They patented a device for modeling mixed radiation fields on high-energy heavy ion beams
TASS, January 11.Employees of the Joint Institute for Nuclear Research (JINR) have developed and patented a device that will allow simulating on earth all the conditions of a complex radiation field inside a spacecraft created by particles of Galactic cosmic radiation. The press service of the Institute writes about this.
"The Joint Institute for Nuclear Research has obtained a patent for a device for modeling mixed radiation fields on high-energy heavy ion beams for the purposes of experimental radiobiology. In fact, the invention implies the creation in terrestrial conditions of a simulator of a complex radiation field inside a spacecraft formed by particles of Galactic cosmic radiation (GCI) during flights in deep space," the report says.
It is noted that the creation of such a field for irradiation of biological objects is the most urgent task of space radiobiology.
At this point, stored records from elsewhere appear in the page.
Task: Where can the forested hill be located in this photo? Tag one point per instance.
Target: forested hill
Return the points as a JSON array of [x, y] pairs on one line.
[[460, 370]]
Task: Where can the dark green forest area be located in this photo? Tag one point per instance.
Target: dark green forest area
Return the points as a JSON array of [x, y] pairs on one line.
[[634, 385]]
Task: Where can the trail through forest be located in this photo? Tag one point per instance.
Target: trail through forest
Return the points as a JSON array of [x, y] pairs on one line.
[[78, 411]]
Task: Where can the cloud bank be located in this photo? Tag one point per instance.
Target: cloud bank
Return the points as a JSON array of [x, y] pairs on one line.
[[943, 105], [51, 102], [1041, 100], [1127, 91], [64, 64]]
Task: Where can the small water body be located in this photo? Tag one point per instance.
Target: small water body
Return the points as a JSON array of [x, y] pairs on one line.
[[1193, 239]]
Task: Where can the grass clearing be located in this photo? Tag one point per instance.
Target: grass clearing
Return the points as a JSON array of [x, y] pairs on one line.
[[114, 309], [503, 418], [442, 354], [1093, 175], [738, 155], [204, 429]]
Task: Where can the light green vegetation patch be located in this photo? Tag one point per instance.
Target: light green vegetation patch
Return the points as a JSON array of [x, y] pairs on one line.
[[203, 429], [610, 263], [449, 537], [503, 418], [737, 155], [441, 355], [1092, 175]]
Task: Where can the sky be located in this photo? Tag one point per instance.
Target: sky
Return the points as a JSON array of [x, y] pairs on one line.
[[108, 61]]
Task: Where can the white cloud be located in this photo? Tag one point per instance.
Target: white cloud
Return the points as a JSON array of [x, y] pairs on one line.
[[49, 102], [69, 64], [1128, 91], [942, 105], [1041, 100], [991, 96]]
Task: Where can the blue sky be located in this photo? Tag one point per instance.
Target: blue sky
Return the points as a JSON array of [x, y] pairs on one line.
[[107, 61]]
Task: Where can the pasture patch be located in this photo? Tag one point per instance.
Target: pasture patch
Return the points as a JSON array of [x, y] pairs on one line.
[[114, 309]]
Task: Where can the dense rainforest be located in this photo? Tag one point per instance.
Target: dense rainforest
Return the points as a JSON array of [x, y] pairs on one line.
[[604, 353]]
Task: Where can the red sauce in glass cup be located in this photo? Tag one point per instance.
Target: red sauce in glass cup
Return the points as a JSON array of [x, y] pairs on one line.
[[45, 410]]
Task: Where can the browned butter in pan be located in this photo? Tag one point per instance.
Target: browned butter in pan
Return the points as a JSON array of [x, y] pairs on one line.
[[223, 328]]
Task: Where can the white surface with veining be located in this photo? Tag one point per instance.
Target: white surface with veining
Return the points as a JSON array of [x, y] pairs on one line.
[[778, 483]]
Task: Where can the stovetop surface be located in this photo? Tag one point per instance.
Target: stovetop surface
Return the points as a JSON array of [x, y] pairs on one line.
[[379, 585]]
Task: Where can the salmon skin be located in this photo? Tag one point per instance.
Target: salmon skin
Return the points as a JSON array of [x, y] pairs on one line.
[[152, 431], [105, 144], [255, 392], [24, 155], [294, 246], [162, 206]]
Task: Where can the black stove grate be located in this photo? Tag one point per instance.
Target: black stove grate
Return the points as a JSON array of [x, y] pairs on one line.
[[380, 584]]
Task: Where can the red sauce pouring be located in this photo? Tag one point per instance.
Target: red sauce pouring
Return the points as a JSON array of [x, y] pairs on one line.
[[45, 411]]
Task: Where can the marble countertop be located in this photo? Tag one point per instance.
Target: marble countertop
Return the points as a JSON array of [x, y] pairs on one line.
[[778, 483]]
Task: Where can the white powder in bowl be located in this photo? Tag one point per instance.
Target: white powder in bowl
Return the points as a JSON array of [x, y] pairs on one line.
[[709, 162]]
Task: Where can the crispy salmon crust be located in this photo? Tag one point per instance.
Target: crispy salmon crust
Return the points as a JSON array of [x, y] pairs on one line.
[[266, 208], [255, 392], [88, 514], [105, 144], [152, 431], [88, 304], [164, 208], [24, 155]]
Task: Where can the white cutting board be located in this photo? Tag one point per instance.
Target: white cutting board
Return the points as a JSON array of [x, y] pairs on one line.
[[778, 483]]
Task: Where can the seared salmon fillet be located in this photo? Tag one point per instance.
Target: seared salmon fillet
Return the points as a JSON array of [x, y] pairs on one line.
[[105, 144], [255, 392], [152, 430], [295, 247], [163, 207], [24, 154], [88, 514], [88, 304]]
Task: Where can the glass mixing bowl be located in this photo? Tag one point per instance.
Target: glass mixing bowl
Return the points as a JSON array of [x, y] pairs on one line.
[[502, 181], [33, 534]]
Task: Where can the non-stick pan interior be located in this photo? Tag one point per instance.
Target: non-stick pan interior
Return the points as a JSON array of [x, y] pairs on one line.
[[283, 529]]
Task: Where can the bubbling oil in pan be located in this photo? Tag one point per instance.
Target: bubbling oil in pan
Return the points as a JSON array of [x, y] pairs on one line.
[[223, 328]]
Thus, up to now, studies of the radiation effects of HCI have been carried out on accelerators only with beams of individual monoenergetic particles, while the radiation field inside the spacecraft is multicomponent. It includes neutrons, gamma quanta and charged particles up to very heavy nuclei. In addition, this radiation field has a very wide energy spectrum.
According to the authors of the invention, a wide beam of all components of the internal radiation field with an energy of up to 1 GeV /n (heavy nuclei with a charge of up to 27) is created behind the proposed simulator. This is quite enough to reproduce all the main radiation-induced effects of crew irradiation in space.
The simulator of the internal radiation field, as the press service added, is planned to be included in the installation for conducting experiments in the field of space radiobiology (SODIB) on a beam of iron nuclei on the radiobiological channel of the nuclotron of the NICA complex.
NICA is one of six projects of the megascience class in Russia, according to which a collider will be built at the Institute for Nuclear Research. This setup, scientists hope, will allow us to understand how protons and neutrons were formed in the Universe in the first moments after the Big Bang. The collider should start operating at full capacity in 2023.